Providing support enabling state and local government legislatures to better appreciate how to work with the executive arm in IGR expansion is a critical role of CSOs. Because without the legislature, there is no legally binding tax policy, legislators need to have a solid grounding on issues around domestic revenue mobilisation. Aside from deepening their understanding of working harmoniously with the executive arm, they also need to know when and how to call the latter to order when they overstep their bounds. Historically, Nigeria’s legislature-executive relations have been more of a principal-agent relationship where the executive is the principal. In practice, the legislative chamber is typically an extension of the office of the executive governor, who merely rubber-stamps the propositions of the latter. Therefore, CSOs’ assistance in supporting subnational government legislatures to realise and live up to their constitutional calling would always be helpful.
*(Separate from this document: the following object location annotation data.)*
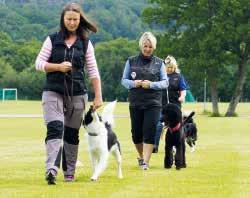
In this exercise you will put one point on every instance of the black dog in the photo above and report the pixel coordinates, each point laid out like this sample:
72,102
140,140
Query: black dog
172,117
178,131
190,131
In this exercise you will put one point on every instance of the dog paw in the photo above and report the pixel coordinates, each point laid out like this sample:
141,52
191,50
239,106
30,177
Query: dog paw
192,149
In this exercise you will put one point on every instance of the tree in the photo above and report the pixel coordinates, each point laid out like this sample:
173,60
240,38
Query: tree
208,36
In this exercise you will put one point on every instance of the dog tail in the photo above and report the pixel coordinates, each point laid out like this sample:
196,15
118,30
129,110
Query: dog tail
108,113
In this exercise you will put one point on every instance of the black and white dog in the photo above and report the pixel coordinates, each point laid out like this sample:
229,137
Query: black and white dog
178,131
101,139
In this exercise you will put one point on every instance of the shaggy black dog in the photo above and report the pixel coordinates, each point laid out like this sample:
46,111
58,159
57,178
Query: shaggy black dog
178,131
172,117
190,130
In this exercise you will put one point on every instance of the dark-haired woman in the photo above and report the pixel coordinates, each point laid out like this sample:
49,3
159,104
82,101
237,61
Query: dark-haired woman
63,57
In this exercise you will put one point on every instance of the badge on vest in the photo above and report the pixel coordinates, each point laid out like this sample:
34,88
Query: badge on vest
133,75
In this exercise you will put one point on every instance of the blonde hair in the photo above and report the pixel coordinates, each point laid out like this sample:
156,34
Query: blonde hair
170,61
147,36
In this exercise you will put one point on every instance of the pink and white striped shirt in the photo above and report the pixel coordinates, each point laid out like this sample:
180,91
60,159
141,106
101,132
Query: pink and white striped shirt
45,53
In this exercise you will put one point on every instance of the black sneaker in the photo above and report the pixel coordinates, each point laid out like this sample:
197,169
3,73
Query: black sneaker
140,161
50,178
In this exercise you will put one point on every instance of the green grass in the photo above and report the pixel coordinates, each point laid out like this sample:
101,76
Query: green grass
220,167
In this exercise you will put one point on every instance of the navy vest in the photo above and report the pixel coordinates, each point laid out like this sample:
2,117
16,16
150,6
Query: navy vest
142,68
73,81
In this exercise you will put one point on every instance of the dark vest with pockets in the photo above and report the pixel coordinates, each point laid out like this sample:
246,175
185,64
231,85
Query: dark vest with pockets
142,68
74,80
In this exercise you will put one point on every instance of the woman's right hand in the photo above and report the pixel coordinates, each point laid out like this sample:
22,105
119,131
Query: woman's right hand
65,66
138,83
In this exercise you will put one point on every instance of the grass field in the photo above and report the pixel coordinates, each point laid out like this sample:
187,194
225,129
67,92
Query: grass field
220,167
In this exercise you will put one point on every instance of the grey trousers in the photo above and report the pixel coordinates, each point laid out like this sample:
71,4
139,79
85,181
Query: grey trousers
63,122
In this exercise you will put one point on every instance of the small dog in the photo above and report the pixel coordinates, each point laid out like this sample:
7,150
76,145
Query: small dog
101,139
180,129
172,117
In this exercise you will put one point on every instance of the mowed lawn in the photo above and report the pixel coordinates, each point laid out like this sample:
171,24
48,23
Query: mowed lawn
220,166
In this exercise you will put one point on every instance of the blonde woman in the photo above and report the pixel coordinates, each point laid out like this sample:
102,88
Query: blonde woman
144,76
175,92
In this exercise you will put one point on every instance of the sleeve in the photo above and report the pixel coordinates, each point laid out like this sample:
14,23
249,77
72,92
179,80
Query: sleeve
182,83
91,64
126,82
44,55
163,83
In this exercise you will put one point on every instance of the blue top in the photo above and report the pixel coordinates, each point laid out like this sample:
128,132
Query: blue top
182,84
129,84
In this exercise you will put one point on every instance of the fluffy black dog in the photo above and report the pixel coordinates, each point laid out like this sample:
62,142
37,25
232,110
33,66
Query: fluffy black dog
172,117
190,130
178,131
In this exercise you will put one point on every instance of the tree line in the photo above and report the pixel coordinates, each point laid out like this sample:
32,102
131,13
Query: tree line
208,40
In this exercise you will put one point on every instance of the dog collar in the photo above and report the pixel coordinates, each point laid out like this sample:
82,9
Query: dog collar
92,134
176,128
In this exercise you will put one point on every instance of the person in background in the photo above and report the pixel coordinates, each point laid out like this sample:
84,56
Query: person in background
175,92
63,57
144,76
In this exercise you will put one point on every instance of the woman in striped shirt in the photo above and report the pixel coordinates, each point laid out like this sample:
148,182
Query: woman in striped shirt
63,57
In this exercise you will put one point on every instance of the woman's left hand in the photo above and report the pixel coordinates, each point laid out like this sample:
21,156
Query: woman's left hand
97,102
145,84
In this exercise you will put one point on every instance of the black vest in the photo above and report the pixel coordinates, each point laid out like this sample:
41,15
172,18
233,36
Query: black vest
73,81
142,68
173,89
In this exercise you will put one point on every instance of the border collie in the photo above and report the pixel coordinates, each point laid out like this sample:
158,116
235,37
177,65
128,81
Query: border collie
101,139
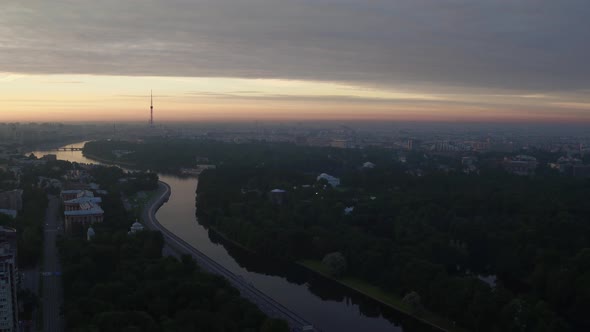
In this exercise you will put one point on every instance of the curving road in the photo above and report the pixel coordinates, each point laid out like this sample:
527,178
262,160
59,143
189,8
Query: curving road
248,291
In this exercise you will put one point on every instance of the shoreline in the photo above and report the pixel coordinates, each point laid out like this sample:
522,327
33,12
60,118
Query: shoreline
344,284
265,304
390,305
108,161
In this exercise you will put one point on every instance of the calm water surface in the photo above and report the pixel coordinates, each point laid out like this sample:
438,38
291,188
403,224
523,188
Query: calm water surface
327,305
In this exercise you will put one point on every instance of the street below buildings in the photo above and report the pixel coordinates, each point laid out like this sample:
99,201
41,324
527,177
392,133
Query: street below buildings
51,272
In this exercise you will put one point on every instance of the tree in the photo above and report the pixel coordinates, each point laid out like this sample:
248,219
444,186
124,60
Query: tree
336,264
414,302
274,325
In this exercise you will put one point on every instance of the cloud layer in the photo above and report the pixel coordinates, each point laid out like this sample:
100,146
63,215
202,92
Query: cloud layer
525,45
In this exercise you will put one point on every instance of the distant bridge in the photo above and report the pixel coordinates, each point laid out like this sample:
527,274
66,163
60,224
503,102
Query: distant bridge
68,149
266,304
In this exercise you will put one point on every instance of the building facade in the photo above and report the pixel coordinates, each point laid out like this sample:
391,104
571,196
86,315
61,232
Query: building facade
8,280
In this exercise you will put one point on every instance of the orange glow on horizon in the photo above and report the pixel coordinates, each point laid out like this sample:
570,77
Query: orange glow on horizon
85,98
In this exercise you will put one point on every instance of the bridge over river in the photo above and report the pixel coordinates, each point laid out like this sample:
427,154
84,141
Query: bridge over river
266,304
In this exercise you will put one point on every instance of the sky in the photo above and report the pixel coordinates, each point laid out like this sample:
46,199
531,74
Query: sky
430,60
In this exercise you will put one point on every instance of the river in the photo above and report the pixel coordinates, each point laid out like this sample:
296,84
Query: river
328,305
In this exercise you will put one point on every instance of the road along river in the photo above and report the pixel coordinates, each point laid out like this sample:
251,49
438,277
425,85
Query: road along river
322,302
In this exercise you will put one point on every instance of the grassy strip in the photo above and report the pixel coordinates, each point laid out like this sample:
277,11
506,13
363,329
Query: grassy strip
383,297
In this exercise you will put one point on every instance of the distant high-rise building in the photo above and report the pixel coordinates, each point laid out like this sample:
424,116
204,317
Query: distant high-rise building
151,109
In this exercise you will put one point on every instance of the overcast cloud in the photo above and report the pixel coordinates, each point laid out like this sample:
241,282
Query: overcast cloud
528,45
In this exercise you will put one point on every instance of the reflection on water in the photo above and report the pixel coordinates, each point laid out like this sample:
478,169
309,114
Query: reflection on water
328,305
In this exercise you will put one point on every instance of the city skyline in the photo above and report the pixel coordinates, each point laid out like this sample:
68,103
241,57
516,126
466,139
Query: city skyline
284,60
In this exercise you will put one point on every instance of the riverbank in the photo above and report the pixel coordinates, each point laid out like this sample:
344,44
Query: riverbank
108,161
377,294
267,305
366,289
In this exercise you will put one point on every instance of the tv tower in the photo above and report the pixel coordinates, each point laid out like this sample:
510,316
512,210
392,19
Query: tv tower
151,109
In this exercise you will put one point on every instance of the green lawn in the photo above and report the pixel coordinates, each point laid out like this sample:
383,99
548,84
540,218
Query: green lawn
382,296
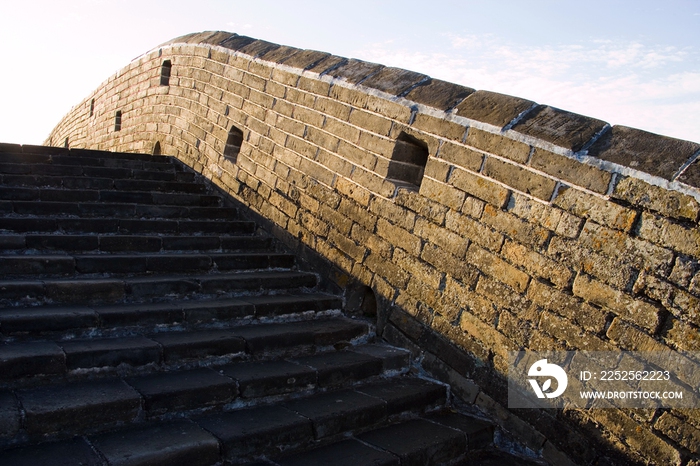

Finally, an operative CSO community will typically act as the fourth arm of the government, albeit informally. Unlike legislators, democratically elected to represent the citizens, CSOs volunteer their time and efforts to push for and protect the well-being of society. Because the continuous expansion of subnational governments’ internally generated revenue and their prudent utilisation will naturally result in such expected well-being outcomes, the role of CSOs in the process is indispensable. They can intervene in at least five ways to positively affect the state’s revenue performance. These include capacity building, particularly for strengthening revenue collection institutions of states and local governments, deeply and objectively interrogating the financial records of subnational governments as regularly as possible and communicating the same to the legislature and citizens for informed action. Their involvement and promotion of public domestic revenue mobilisation education and the regular engagement of critical stakeholders are also indispensable.